Let me begin this article by saying that ASUS’ Z170 PRO GAMING packing box looked more like one that’s for a board game, I mean really – have you ever seen a product package like this?
Well ASUS has a reason for this, apparently it’s a collaboration that allows one to have a 15-day account and an invite code to World of Warships.
Put it simple – if you’re not a World of Warship gamer then this promotion is practically useless to you and the benefit wouldn’t be something that compels you to buy the board.
Packaging aside, the Pro Gaming board is just as the Pro Gamer (yes, name changed) series from the previous generation where it is of a maroon and black theme, almost like ROG but only with a darker shade of red and oh my that heatsink does look ugly.
In comparison to the ASUS Z97-Pro Gamer, the Z170 Pro Gaming doesn’t seem to look as good when it comes to product packaging and heatsink, all other aspects look quite similar.
One thing different would be the LED of which the Z170 Pro Gaming comes with the feature to tune the light behavior – Still, Breathing and Flowing. Check out this video below for the breathing effect.
The Z170 Pro Gaming comes with the usual layout with 2 heatsinks and plenty of room around the CPU12V connector.
It has 4x DDR4 DIMM slots that support up to 3400Mhz.
SATA ports aside, the board comes with 1x SATA Express port and it also has an M.2 Socket 3 placed near the SATA connectors which I think is quite near and sure beats placing them under the first PCI-E x16 slot.
Here’s another view of the M.2 connection area, it’s a pity though that the Z170 Pro Gaming board doesn’t come with convenient controls like say a POWER or RESET button, and not even any LED for boot-up indication.
The board supports AMD CrossfireX and Nvidia SLI graphic setup and it comes with SupremeFX audio system, the fancy lighting setup is also part of the Supreme FX feature.
Lastly the I/O ports of which the Z170 Pro Gaming also comes with USB 3.1 Type A and Type C.
More details of the board at the official product page.
Being a Z170 board the interface comes loaded with the usual features from what is expected from an ASUS board. You won’t be getting the full set of overclocking features as found on high-end ASUS ROG boards but what you have here is actually plenty sufficient should you wish to dabble in overclocking.

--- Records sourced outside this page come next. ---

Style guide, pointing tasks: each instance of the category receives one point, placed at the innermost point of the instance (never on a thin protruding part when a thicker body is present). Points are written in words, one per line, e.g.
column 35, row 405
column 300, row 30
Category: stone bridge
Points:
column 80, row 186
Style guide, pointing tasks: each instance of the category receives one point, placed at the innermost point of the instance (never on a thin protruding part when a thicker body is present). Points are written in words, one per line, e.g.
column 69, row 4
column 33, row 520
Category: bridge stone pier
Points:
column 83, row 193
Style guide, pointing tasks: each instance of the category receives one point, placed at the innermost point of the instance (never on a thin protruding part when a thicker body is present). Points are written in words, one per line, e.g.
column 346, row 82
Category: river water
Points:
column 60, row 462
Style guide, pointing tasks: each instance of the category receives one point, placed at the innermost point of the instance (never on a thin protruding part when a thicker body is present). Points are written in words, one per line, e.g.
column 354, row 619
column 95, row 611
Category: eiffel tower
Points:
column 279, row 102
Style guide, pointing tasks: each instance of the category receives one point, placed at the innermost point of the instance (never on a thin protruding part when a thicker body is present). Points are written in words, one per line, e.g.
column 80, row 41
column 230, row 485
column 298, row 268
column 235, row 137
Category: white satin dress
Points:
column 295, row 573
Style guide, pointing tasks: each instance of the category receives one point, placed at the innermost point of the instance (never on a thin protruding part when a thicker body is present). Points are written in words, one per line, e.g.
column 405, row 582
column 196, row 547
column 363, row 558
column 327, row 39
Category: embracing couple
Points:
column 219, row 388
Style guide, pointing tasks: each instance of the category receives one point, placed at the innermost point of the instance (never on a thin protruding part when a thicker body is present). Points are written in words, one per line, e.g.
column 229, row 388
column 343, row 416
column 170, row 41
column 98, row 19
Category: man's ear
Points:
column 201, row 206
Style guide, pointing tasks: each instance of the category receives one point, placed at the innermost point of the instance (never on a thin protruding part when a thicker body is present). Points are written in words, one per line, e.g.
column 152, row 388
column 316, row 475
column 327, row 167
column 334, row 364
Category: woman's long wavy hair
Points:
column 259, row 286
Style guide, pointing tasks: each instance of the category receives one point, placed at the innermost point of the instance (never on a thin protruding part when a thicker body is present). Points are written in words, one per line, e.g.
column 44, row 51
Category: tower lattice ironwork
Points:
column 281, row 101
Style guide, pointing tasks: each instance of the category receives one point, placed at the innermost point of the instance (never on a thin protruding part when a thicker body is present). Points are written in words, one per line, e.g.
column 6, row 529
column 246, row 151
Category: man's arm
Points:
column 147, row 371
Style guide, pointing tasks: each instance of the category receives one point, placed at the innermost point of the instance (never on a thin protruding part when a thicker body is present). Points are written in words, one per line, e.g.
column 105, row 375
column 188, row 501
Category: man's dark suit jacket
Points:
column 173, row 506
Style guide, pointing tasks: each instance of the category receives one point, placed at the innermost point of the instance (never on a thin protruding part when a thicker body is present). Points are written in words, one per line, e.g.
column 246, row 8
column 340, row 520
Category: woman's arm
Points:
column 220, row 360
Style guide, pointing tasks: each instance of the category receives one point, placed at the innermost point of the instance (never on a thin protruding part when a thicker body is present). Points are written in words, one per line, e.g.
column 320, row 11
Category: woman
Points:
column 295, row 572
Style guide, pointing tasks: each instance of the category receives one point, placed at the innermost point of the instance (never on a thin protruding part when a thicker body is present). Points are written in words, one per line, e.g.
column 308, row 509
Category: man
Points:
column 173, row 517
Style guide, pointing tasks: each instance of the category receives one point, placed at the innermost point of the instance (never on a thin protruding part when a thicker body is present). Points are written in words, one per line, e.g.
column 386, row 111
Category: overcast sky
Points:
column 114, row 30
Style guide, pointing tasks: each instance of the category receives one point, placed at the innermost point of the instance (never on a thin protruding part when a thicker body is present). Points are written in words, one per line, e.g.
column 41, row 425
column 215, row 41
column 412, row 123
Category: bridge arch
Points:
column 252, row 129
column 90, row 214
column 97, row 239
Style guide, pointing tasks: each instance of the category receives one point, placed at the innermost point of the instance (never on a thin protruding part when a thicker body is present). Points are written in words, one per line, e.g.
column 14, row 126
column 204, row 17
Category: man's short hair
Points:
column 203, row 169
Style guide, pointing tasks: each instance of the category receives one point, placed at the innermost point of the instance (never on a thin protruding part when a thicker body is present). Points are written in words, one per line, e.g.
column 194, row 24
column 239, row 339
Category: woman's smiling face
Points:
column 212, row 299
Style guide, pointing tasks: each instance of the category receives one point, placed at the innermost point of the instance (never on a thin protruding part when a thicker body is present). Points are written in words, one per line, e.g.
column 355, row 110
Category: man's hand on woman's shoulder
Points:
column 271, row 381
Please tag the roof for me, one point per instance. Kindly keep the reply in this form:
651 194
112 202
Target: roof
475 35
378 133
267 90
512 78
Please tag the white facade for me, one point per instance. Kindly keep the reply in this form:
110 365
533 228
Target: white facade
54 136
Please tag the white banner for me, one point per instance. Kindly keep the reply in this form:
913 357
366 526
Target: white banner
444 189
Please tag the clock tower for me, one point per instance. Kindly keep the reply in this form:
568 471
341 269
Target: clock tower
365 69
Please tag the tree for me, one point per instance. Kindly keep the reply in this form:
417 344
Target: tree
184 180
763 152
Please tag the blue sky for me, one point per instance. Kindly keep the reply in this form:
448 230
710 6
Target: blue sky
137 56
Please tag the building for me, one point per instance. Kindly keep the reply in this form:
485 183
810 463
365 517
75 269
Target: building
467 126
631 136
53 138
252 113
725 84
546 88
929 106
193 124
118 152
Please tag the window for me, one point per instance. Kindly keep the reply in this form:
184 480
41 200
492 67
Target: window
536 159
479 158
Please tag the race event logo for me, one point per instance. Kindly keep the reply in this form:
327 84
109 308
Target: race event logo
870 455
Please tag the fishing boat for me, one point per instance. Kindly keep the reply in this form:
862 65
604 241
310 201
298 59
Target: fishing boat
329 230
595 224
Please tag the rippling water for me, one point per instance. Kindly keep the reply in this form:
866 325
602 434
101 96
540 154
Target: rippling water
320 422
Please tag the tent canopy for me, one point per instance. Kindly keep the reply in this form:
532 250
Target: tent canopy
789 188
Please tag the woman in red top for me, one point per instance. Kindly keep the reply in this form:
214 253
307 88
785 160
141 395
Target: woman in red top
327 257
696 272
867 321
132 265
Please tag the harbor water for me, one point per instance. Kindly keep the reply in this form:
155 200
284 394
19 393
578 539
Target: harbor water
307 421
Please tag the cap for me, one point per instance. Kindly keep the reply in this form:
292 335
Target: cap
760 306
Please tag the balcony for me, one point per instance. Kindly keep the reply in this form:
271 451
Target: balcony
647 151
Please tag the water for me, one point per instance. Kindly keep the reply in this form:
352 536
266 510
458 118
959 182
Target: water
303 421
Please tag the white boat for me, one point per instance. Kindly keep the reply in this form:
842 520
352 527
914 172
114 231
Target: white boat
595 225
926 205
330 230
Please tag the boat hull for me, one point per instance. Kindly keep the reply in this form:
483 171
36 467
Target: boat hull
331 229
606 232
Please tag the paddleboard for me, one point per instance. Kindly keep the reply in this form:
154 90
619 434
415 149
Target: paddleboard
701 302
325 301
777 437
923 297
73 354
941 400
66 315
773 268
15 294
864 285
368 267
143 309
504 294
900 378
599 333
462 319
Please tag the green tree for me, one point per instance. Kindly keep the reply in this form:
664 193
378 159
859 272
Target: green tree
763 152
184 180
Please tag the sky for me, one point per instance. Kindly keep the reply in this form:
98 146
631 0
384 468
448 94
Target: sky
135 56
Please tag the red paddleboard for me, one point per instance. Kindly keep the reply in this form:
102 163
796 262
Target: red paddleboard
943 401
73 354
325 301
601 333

Below are the screenshots of the UEFI interface, ASUS maintained the tried and tested design of which I like very much as it has the Hardware Monitor on the panel to the right.
The ASUS Z170 PRO GAMING retails at RM 859, a very high price to pay for a non-ROG board. You see, an ASUS Maximus VII Ranger is available for RM 700. I know it’s of a different socket but if you ever used an ROG board before you’ll know that it’s a different experience.
On Skylake platform, the ASUS MAXIMUS VIII Ranger that’s costs just a little bit more would be the better option for overclockers while for those who aren’t into overclocking then ASUS has other products at lower price point for that, so the Z170 PRO GAMING is pretty much what I would classify as one that’s for those desperate to get board that does overclocking and all and has no option to save up that additional RM 150 for a MAXIMUS VIII Ranger.
Sorry ASUS, it’s a good board but there’s no compelling reason to recommend this product when the MAXIMUS VIII Ranger is not that far away.